IX. QUITTER LA VILLE

A. La première cohorte

La première cohorte est constituée par 1/10 des générations 1872, 1873.1874 et 1875 inscrites sur les listes électorales de 1896. Elle compte, à cette date, 761 individus. Cinq ans plus tard, en 1901, seuls 447 individus ont été retrouvé dans les listes électorales. Dans 314 cas, les recherches se sont révélées vaines. Afin de mesurer le flux migratoire dans cette première cohorte, il fallait pouvoir apprécier les absences dues au décès des individus. On aurait pu envisager de dépouiller les actes de décès de la période mais ce n'est pas la solution que j'ai retenue, pour de simples raisons pratiques. J'ai choisi d'estimer, à l'aide de tables de mortalité 751 , les décès survenus entre 1896 et 1901. Ils sont au nombre de 29. Le flux d'émigration est donc de 314 - 29 =285. Rapportée à l'effectif initial, le flux migratoire provoque, en cinq ans, une diminution de -37,4% du stock initial. Cela équivaut à un taux de croissance moyen annuel de -8,9% ou de -89 pour mille. Pour la période suivante, l'estimation des décès a, bien entendu, été calculée en fonction de l'effectif initial de la nouvelle période considérée, soit 447. Les décès entre 1906 et 1911 se sont élevés à 17. Puis le même processus a été reconduit.

Telle est la méthode appliquée aux effectifs de la première cohorte de 1896 à 1936 afin d'estimer l'émigration qui affecte les électeurs nés entre 1872 et 1875. Elle repose sur un postulat : une fois défalquée la mortalité moyenne des générations concernées aux âges considérés, les individus non-retrouvés dans les listes électorales correspondent aux émigrants.
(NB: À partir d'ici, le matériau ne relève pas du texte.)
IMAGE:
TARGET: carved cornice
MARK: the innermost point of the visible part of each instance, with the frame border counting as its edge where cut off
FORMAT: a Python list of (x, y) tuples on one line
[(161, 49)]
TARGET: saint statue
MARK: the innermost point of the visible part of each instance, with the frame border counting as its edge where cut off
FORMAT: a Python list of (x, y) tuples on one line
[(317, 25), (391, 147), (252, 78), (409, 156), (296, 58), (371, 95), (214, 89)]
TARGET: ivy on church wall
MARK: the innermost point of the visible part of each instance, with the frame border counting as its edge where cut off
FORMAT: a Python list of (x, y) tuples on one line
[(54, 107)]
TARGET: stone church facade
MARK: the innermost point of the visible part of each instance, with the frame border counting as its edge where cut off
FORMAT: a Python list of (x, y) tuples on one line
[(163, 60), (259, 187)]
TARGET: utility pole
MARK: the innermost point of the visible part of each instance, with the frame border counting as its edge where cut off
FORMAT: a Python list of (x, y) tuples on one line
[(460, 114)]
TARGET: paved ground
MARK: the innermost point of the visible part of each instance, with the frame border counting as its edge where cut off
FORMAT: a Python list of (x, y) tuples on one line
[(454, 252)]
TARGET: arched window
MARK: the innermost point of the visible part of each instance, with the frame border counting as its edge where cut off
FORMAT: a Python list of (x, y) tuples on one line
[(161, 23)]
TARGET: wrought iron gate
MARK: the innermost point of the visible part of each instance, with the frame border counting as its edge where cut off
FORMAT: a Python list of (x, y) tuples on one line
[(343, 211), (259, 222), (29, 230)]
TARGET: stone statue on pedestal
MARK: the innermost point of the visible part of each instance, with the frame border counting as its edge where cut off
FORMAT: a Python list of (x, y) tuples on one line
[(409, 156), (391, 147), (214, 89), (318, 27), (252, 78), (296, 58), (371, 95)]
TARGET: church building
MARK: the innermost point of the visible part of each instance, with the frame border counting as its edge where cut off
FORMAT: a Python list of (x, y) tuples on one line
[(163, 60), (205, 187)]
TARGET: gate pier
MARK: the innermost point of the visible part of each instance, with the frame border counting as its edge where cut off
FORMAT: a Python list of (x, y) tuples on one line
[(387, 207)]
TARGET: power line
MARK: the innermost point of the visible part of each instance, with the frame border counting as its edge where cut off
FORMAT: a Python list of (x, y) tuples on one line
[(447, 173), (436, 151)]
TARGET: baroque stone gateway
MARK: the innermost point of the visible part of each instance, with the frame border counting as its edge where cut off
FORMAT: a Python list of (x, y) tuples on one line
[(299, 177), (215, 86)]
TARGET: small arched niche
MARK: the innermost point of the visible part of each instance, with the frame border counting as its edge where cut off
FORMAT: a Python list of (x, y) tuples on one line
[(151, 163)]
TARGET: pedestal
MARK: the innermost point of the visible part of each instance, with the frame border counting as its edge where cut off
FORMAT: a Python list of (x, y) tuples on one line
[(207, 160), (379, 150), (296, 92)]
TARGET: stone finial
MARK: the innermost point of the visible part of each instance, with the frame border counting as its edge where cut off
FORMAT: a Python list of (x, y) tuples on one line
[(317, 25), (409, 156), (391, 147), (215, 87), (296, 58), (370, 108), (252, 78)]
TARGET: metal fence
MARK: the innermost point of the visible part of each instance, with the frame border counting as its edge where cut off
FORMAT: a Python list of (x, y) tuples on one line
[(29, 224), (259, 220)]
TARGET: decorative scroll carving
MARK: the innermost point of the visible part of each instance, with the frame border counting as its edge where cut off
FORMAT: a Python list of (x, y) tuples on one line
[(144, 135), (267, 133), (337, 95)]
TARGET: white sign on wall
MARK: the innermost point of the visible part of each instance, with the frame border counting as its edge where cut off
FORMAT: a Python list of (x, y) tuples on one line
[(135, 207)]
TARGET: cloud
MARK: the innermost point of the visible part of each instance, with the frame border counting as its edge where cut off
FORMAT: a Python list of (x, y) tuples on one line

Le tableau suivant en présente les résultats bruts.

Tableau n° 55 : Emigration et décès dans la première cohorte, 1896-1936
Tableau n° 55 : Emigration et décès dans la première cohorte, 1896-1936

Ce tableau souligne l'impact de la première guerre mondiale qui, bien que la cohorte soit composée d'hommes ayant tous dépassé 35 ans en 1914 et donc souvent à l'écart des combats de première ligne 752 , a provoqué une très nette augmentation des décès.

Notes
751.

Vallin Jacques, La mortalité par génération en France, depuis 1899, cahier de l'I.N.E.D. n° 63, P.U.F.. 1973, 483 p.. Les tables de mortalité des générations 1872. 1873, 1874 et 1875 se trouvent p. 397-400. Les taux de mortalité antérieurs à 24-27 ans ne sont pas fournis. J'ai considéré qu'ils étaient équivalents à ceux de la première année connue. Pour la génération 1872, les décès, entre 27 et 28 ans, se sont élevés à 746 pour 100000. Le même chiffre a été retenu pour 22-23 ans, 23-24 ans...

752.

Voir François Bédarida , "Des réalités de la guerre aux mirages de la prospérité", L.H. Parias, Histoire du Peuple Français, tome 5, 1967. p.256-257 : "De 20 à 35 ans, les Français sont affectés aux unités combattantes ; de 35 à 47 ans, ils se partagent entre combattants et service de l'arrière ; au delà de 48 ans, ils sont versés dans les territoriaux."